Hasina, however, never allowed Pakistan-sponsored terror cells and extremist cells to operate from Bangladeshi soil to target India. And in less than one year into power in 2009, Hasina handed over to India every insurgent operating from Bangladeshi soil. This contributed to the strong foundation of the India-Bangladesh partnership between 2009 and 2024.
The BNP government needs to continue with this policy in its own and India’s interests. The 2001-06 BNP-Jamaat rule was infamous for Rahman’s alleged direct involvement in abetting, sponsoring, and encouraging insurgents and Pakistan Army-ISI-backed terror cells, including the LeT unit.
The circumstances have changed, and as realpolitik demands, Rahman has adopted a pragmatic approach, accepting the emissary of the Indian Prime Minister. All depends on how much Rahman can act independently, guided by BNP leaders who are aware of the benefits of the ties with India.

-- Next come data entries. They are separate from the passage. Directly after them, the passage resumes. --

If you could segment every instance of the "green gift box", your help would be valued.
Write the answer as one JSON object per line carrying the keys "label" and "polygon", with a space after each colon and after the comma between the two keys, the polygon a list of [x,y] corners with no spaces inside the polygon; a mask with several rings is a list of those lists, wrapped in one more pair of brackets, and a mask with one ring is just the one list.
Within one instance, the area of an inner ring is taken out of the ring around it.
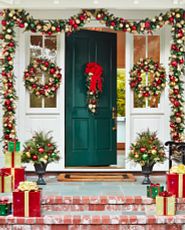
{"label": "green gift box", "polygon": [[163,191],[164,186],[160,186],[160,184],[150,184],[147,186],[147,197],[155,199],[156,196]]}
{"label": "green gift box", "polygon": [[12,204],[7,201],[3,200],[0,201],[0,216],[7,216],[12,213]]}
{"label": "green gift box", "polygon": [[19,141],[10,141],[8,142],[8,151],[9,152],[19,152],[20,151],[20,142]]}

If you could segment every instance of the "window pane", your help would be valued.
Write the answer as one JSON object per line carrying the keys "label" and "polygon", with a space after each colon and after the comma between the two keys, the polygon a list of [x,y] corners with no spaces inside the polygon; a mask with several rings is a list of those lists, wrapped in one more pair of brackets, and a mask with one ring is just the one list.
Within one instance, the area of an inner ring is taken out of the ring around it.
{"label": "window pane", "polygon": [[139,98],[138,94],[134,92],[134,108],[145,108],[146,107],[146,99]]}
{"label": "window pane", "polygon": [[31,36],[30,59],[40,57],[42,54],[42,36]]}
{"label": "window pane", "polygon": [[53,98],[45,98],[45,108],[56,108],[56,95]]}
{"label": "window pane", "polygon": [[160,36],[148,36],[148,57],[160,62]]}
{"label": "window pane", "polygon": [[56,55],[57,55],[56,49],[57,49],[57,37],[56,36],[46,36],[44,56],[55,62]]}
{"label": "window pane", "polygon": [[125,69],[117,69],[117,116],[125,116]]}
{"label": "window pane", "polygon": [[134,36],[134,64],[146,57],[146,37]]}
{"label": "window pane", "polygon": [[42,98],[36,97],[35,95],[30,94],[30,107],[31,108],[41,108]]}

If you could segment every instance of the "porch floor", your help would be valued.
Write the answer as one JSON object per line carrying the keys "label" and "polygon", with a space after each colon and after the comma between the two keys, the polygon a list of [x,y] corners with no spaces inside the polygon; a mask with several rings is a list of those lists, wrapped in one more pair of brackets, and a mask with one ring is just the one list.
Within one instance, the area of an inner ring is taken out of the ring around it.
{"label": "porch floor", "polygon": [[[36,181],[36,176],[27,180]],[[185,199],[177,199],[175,216],[156,216],[154,200],[146,197],[143,176],[136,182],[58,182],[46,176],[41,217],[0,217],[6,230],[183,230]],[[165,185],[165,175],[151,176]],[[9,197],[12,194],[0,193]]]}
{"label": "porch floor", "polygon": [[[40,186],[44,195],[60,196],[146,196],[143,176],[136,176],[136,182],[58,182],[55,176],[45,177],[47,185]],[[36,181],[29,176],[28,180]],[[165,176],[151,176],[152,183],[165,186]]]}

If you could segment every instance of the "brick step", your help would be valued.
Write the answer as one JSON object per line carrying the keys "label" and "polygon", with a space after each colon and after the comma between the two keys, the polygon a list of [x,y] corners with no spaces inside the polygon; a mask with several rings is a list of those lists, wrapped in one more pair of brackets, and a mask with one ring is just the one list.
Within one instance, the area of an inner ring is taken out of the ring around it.
{"label": "brick step", "polygon": [[[185,211],[185,199],[177,199],[177,210]],[[155,201],[141,196],[44,196],[45,211],[146,211],[155,209]]]}
{"label": "brick step", "polygon": [[53,224],[53,225],[0,225],[2,230],[183,230],[181,224],[133,224],[133,225],[109,225],[109,224]]}
{"label": "brick step", "polygon": [[[146,215],[144,212],[43,212],[42,217],[0,217],[2,225],[185,225],[185,212],[177,212],[175,216]],[[6,228],[5,228],[6,229]],[[26,229],[26,228],[25,228]]]}

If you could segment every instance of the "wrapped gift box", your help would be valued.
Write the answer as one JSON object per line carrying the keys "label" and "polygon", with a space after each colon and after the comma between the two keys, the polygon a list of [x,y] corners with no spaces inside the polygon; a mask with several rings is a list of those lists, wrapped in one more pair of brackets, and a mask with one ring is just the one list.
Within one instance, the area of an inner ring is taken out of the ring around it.
{"label": "wrapped gift box", "polygon": [[21,152],[5,152],[5,168],[21,168]]}
{"label": "wrapped gift box", "polygon": [[7,216],[12,213],[12,204],[8,200],[0,200],[0,216]]}
{"label": "wrapped gift box", "polygon": [[160,186],[160,184],[150,184],[149,186],[147,186],[147,197],[155,199],[156,196],[163,191],[164,186]]}
{"label": "wrapped gift box", "polygon": [[3,169],[0,170],[0,192],[12,192],[12,176]]}
{"label": "wrapped gift box", "polygon": [[185,197],[185,166],[173,166],[166,174],[167,190],[176,197]]}
{"label": "wrapped gift box", "polygon": [[24,168],[2,168],[1,170],[12,175],[13,189],[16,189],[19,183],[25,180]]}
{"label": "wrapped gift box", "polygon": [[[20,186],[13,192],[13,215],[22,217],[40,217],[41,216],[41,192],[35,191],[24,186],[27,182],[22,182],[22,190]],[[28,182],[33,183],[33,182]]]}
{"label": "wrapped gift box", "polygon": [[159,216],[174,216],[176,213],[175,195],[169,192],[159,193],[156,196],[156,214]]}
{"label": "wrapped gift box", "polygon": [[8,142],[8,151],[9,152],[19,152],[20,146],[21,146],[21,144],[19,141],[9,141]]}

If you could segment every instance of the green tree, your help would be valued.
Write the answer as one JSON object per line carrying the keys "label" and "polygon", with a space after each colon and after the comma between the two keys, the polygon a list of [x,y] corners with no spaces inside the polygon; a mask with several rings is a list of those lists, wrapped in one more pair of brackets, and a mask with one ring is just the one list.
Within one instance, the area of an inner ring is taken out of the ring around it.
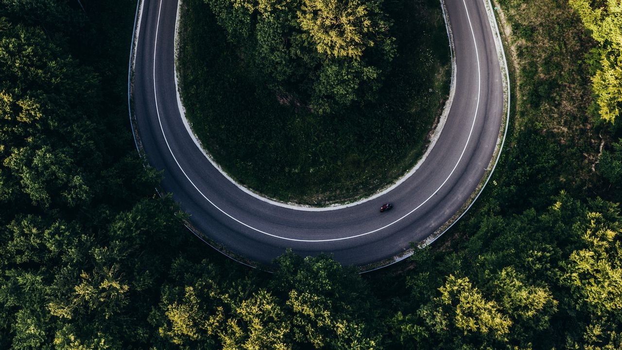
{"label": "green tree", "polygon": [[318,52],[330,57],[360,59],[389,31],[377,1],[304,0],[297,14]]}
{"label": "green tree", "polygon": [[569,0],[585,27],[600,44],[600,67],[592,77],[600,116],[613,123],[622,110],[622,4]]}

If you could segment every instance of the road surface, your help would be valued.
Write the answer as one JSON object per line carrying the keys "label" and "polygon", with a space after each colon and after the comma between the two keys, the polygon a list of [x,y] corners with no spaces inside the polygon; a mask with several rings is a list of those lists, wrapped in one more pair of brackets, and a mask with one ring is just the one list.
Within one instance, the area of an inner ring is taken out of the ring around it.
{"label": "road surface", "polygon": [[[456,59],[447,120],[412,176],[373,200],[337,210],[275,206],[240,190],[205,157],[180,115],[174,79],[177,0],[144,0],[134,69],[137,136],[162,188],[192,225],[226,249],[269,263],[287,248],[363,266],[407,252],[460,210],[491,164],[503,119],[502,75],[481,0],[446,0]],[[417,14],[412,14],[417,16]],[[394,208],[385,213],[384,202]]]}

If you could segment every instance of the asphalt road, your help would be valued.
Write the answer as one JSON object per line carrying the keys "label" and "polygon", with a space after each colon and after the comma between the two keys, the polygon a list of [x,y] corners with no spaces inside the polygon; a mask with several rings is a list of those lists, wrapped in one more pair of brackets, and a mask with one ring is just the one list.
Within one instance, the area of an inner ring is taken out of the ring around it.
{"label": "asphalt road", "polygon": [[[447,0],[455,42],[456,94],[426,160],[394,190],[358,205],[295,210],[241,191],[202,154],[177,102],[174,70],[177,0],[144,0],[136,47],[134,107],[138,135],[162,189],[193,225],[239,255],[269,263],[287,248],[334,255],[365,265],[408,250],[465,203],[491,164],[503,118],[503,90],[492,31],[481,0]],[[412,14],[417,16],[417,14]],[[384,202],[394,208],[380,213]]]}

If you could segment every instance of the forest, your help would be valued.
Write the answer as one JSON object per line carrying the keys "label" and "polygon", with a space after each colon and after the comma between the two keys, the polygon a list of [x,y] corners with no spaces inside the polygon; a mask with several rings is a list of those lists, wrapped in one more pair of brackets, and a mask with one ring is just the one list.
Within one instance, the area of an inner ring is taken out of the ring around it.
{"label": "forest", "polygon": [[494,6],[515,103],[491,184],[360,275],[249,268],[155,192],[127,114],[136,2],[0,0],[0,349],[622,348],[622,4]]}

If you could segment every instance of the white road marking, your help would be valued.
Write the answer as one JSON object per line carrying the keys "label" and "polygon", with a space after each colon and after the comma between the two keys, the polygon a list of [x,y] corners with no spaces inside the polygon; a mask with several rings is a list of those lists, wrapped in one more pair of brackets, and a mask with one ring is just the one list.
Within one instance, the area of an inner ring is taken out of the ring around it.
{"label": "white road marking", "polygon": [[477,49],[477,43],[476,42],[476,40],[475,40],[475,33],[473,32],[473,25],[471,23],[471,17],[470,17],[470,16],[468,14],[468,9],[467,9],[467,7],[466,7],[466,4],[465,2],[465,0],[462,0],[462,2],[464,4],[465,11],[466,12],[466,18],[468,20],[469,27],[471,29],[471,35],[473,37],[473,45],[475,47],[475,55],[476,55],[476,58],[477,59],[477,72],[478,72],[477,105],[476,105],[476,106],[475,107],[475,115],[473,116],[473,123],[471,125],[471,130],[469,131],[468,138],[466,139],[466,143],[465,144],[465,147],[462,149],[462,153],[460,154],[460,156],[458,159],[458,161],[456,162],[456,164],[453,166],[453,169],[452,169],[452,171],[449,173],[449,175],[447,176],[447,177],[445,179],[445,181],[443,181],[443,183],[441,184],[440,186],[439,186],[439,188],[437,188],[436,189],[436,191],[434,191],[434,193],[432,193],[429,197],[427,197],[427,199],[425,199],[425,201],[424,201],[420,204],[419,204],[415,209],[412,209],[412,210],[411,210],[410,212],[409,212],[408,213],[407,213],[406,214],[405,214],[404,216],[400,217],[399,219],[397,219],[395,221],[394,221],[394,222],[391,222],[390,224],[388,224],[387,225],[385,225],[384,226],[383,226],[382,227],[380,227],[379,229],[376,229],[371,230],[371,231],[369,231],[369,232],[365,232],[365,233],[363,233],[363,234],[360,234],[355,235],[352,235],[352,236],[348,236],[348,237],[340,237],[340,238],[336,238],[336,239],[317,239],[317,240],[312,240],[312,239],[311,239],[311,240],[310,240],[310,239],[292,239],[292,238],[289,238],[289,237],[282,237],[282,236],[279,236],[278,235],[275,235],[275,234],[270,234],[270,233],[262,231],[261,230],[259,230],[259,229],[256,229],[255,227],[252,227],[252,226],[251,226],[251,225],[248,225],[247,224],[245,224],[244,222],[243,222],[242,221],[240,221],[239,220],[238,220],[238,219],[236,219],[235,217],[231,216],[230,214],[229,214],[228,213],[227,213],[226,212],[225,212],[223,209],[220,209],[218,206],[216,206],[211,201],[210,201],[210,199],[208,198],[205,194],[203,194],[203,193],[202,192],[201,192],[201,190],[200,190],[198,189],[198,187],[197,187],[197,185],[195,185],[195,183],[193,182],[192,182],[192,180],[191,180],[190,179],[190,177],[186,174],[186,172],[182,168],[181,165],[180,165],[179,162],[177,161],[177,158],[175,158],[175,154],[173,154],[173,151],[171,149],[170,146],[169,144],[169,141],[167,140],[166,135],[164,133],[164,128],[162,127],[162,120],[161,120],[161,118],[160,117],[160,111],[159,111],[159,109],[158,108],[158,105],[157,105],[157,93],[156,93],[156,92],[157,91],[157,89],[156,85],[156,54],[157,52],[157,36],[158,36],[158,31],[159,31],[159,27],[160,27],[160,12],[161,12],[161,11],[162,11],[162,0],[160,0],[159,8],[158,9],[157,23],[157,24],[156,26],[156,39],[154,40],[154,59],[153,59],[153,63],[154,63],[154,69],[153,69],[154,98],[154,100],[155,100],[155,102],[156,102],[156,111],[157,113],[158,121],[160,123],[160,130],[162,131],[162,136],[164,136],[164,141],[166,143],[166,146],[169,148],[169,151],[170,152],[170,155],[173,157],[173,159],[175,160],[175,163],[177,163],[177,166],[179,168],[180,170],[182,171],[182,173],[186,177],[186,178],[188,179],[188,181],[190,182],[190,184],[192,184],[192,186],[195,187],[195,189],[197,190],[197,191],[198,192],[199,194],[200,194],[201,196],[203,196],[203,197],[205,199],[205,200],[207,200],[208,202],[209,202],[210,204],[211,204],[212,206],[213,206],[215,208],[216,208],[216,209],[218,209],[218,210],[220,210],[221,212],[222,212],[223,214],[224,214],[226,216],[228,216],[230,218],[231,218],[232,220],[236,221],[236,222],[238,222],[239,224],[241,224],[241,225],[244,225],[244,226],[245,226],[246,227],[248,227],[249,229],[251,229],[251,230],[254,230],[256,232],[259,232],[261,234],[263,234],[264,235],[268,235],[268,236],[270,236],[270,237],[272,237],[277,238],[277,239],[283,239],[283,240],[286,240],[295,241],[295,242],[333,242],[333,241],[337,241],[337,240],[346,240],[346,239],[353,239],[353,238],[356,238],[356,237],[361,237],[361,236],[367,235],[369,235],[370,234],[373,234],[374,232],[378,232],[378,231],[379,231],[381,230],[383,230],[383,229],[386,229],[387,227],[389,227],[389,226],[391,226],[391,225],[395,224],[396,223],[397,223],[397,222],[402,220],[402,219],[404,219],[407,216],[408,216],[408,215],[411,215],[411,214],[412,214],[413,212],[414,212],[415,210],[416,210],[418,209],[419,209],[420,207],[421,207],[422,206],[423,206],[426,202],[427,202],[428,201],[429,201],[434,195],[435,195],[440,190],[441,188],[443,187],[443,186],[445,186],[445,184],[447,183],[447,182],[448,180],[449,180],[449,178],[452,176],[452,175],[453,174],[453,172],[456,170],[456,168],[458,168],[458,164],[460,164],[460,161],[462,159],[463,156],[464,156],[465,152],[466,150],[466,147],[468,146],[469,141],[471,140],[471,136],[473,134],[473,128],[475,127],[475,121],[477,120],[477,113],[478,113],[478,111],[479,110],[479,108],[480,108],[480,97],[481,92],[481,75],[480,68],[480,55],[479,55],[479,53],[478,53],[478,49]]}

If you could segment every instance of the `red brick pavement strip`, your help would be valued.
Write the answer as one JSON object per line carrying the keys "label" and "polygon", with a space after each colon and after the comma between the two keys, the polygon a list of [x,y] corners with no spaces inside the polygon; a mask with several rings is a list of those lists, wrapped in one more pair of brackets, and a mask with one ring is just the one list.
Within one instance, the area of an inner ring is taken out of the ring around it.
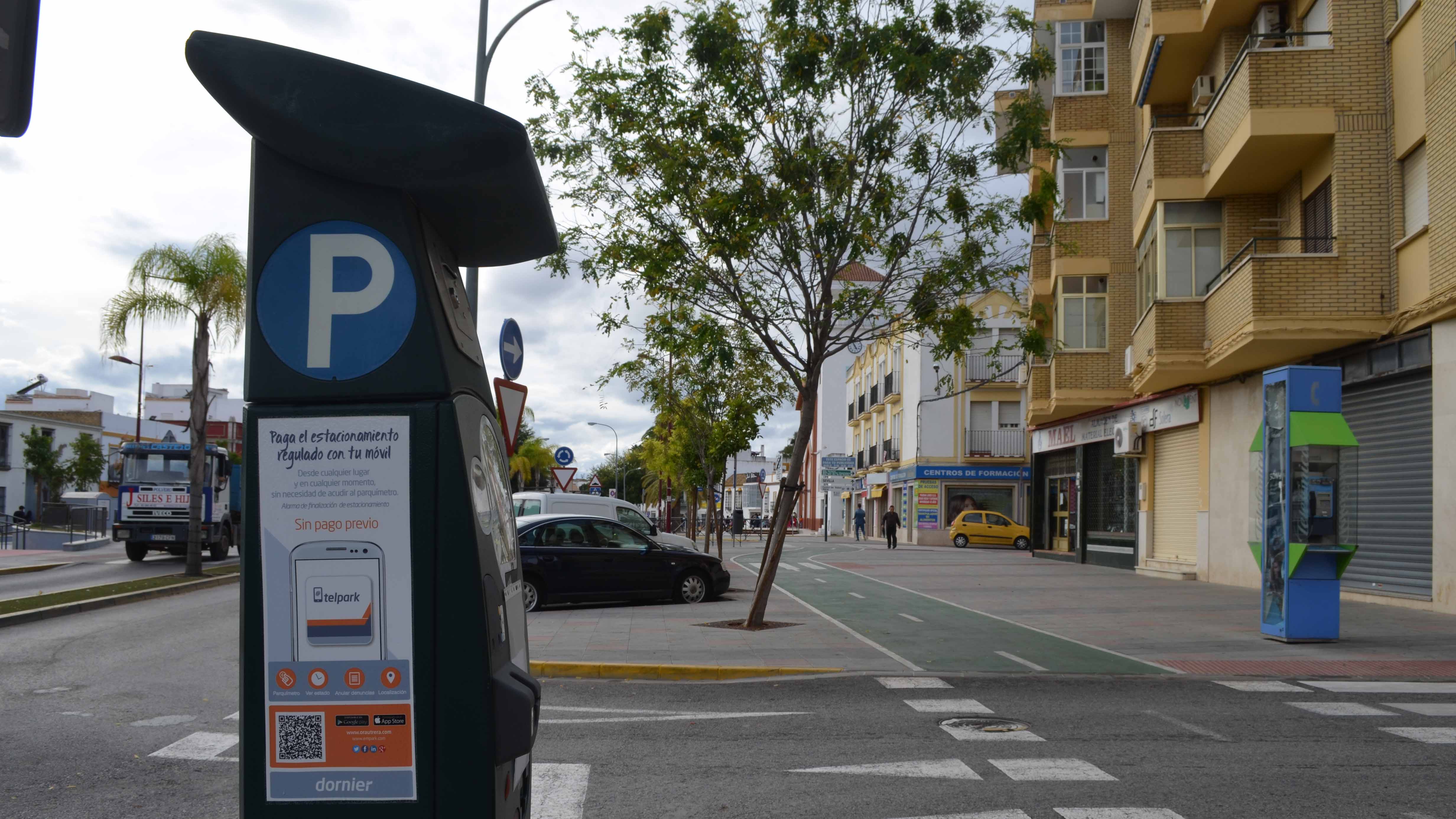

The BNP leaders are well aware that giving Pakistan a platform in Bangladesh and compromising India’s security interests would adversely impact the ties with New Delhi and, subsequently, Bangladesh’s economy. The new government should also be mindful of giving space to powers beyond the Indian sub-continent.
Yet, the Jamaat-e-Islami and Pakistan lobby within the BNP would attempt to influence Rahman. Jamaat-e-Islami would up the ante by sharpening its anti-India rhetoric. Jamaat and its patron within the interim regime feel cornered with the election results. Despite winning seventy seats and emerging as the second-largest political force in Bangladesh in the absence of the Awami League, Jamaat-e-Islami failed to translate its numerical presence into political success. The outfit backed by Pakistan may not rest and could even attempt to disturb the stability of the BNP government.
It is in Rahman’s own interests that it pursues a policy that benefits Bangladesh and its closest neighbour. Friendly ties with India can only benefit Bangladesh’s economy, which is facing headwinds.
(The writer is a commentator on geopolitics and geoeconomics. Views are personal.)